Catabolite repression occurs when microbes are exposed to multiple carbon sources. This leads the microorganisms to use a rapidly metabolizable carbon source first. Catabolite repression has been extensively studied in Escherichia coli, which uses glucose and other carbon sources (41), and, thus, catabolite repression may occur in the presence of multiple VOCs.
The degradation of toluene and xylene is inhibited by catabolite repression, which is induced by a rapidly metabolizable carbon source, such as succinate (8), a by-product of benzene and toluene degradation. The phosphotransferase enzyme IIA component encoded by the pstN gene, as well as the catabolite repression control (Crc) protein, is involved in this repression (9, 123). The Crc protein produced by P. putida has been studied in detail, and regulates toluene and xylene degradation by binding the translation initiation sites of mRNAs that are in the toluene/xylene degradation pathway (125). The mRNA levels of toluene/xylene degradation pathway genes, such as xylA and xylM, are more than 50% lower in a wild-type P. putida strain than in a crc mutant. Two small RNAs, corresponding to the crcY and crcZ genes, control Crc protein levels (126). Crc also inhibits the degradation of the by-product of toluene, benzoate, to catechol (124). These findings suggest that the presence of multiple VOCs leads to an excess of easily metabolizable carbon sources, as well as VOC by-products, which may cause catabolite repression and inhibit VOC degradation.

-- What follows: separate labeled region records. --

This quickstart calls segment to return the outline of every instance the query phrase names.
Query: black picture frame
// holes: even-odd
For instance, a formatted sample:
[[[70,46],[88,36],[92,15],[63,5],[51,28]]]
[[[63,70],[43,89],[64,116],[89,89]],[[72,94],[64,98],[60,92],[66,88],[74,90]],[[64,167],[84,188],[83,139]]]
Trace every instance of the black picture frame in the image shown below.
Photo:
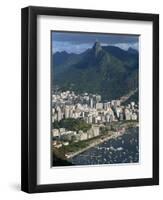
[[[153,23],[153,177],[37,184],[37,16],[151,21]],[[21,190],[28,193],[159,184],[159,15],[30,6],[21,12]]]

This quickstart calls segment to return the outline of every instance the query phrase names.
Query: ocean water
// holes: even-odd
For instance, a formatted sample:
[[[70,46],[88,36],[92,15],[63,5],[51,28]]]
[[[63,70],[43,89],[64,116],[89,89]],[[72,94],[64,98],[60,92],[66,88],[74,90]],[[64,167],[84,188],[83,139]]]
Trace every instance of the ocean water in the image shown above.
[[[128,129],[123,136],[92,147],[69,161],[74,165],[138,163],[139,129]]]

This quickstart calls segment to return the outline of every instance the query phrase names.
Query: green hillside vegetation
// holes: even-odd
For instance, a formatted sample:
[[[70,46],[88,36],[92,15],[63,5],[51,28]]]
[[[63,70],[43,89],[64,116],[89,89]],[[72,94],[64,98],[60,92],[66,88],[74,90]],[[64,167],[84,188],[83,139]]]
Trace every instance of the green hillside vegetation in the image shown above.
[[[96,42],[84,53],[64,54],[66,59],[61,53],[53,55],[53,84],[62,90],[97,93],[103,100],[112,100],[138,88],[136,50],[101,47]]]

Degrading enzymes work on different co-existing VOCs in some cases (Table 4). Methane monooxygenases degrade chlorinated ethenes and chlorinated methanes (43, 73, 142), and toluene monooxygenases also degrade chlorinated ethene and chlorinated methane compounds such as TCE and CF (119, 161). The oxygenases of BTEX react with multiple compounds of BTEX (57, 80). Thus, these enzymes compete for substrates.

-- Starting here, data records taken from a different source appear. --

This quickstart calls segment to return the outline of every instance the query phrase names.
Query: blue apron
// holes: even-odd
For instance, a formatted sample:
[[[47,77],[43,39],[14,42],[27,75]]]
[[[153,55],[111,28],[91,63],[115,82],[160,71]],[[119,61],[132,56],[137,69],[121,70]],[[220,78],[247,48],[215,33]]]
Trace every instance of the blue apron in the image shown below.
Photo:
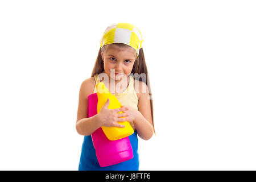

Previous studies on VOC biodegradation mostly examined the degradation of a single VOC, even though contaminated sites are often polluted with multiple VOCs. In this review, a systematic survey associated with the biodegradation of chlorinated ethenes, BTEX, and chlorinated methanes was performed. The enhancement and constraint of VOC degradation were discussed with an emphasis on the effects of co-existing VOCs on useful microorganisms for a certain VOC. This review may provide fundamental, but useful knowledge for developing novel approaches to the biodegradation of multiple VOCs. There are diverse interactions among co-existing VOCs, depending on the kinds of degrading microorganisms and types of VOCs. In order to achieve effective designs and operations associated with the bioremediation of multiple VOCs in practice, the use of combined multiple microorganisms that degrade VOC and/or the introduction of microorganisms that degrade multiple VOCs may be a feasible strategy. Further studies on the interactions among VOCs are required, particularly on stimulatory interactions for increasing the efficiency of bioremediation. The use of new tools, such as isotopic and enzymatic analyses, will increase our understanding of the detailed mechanisms associated with interactions among co-existing VOCs.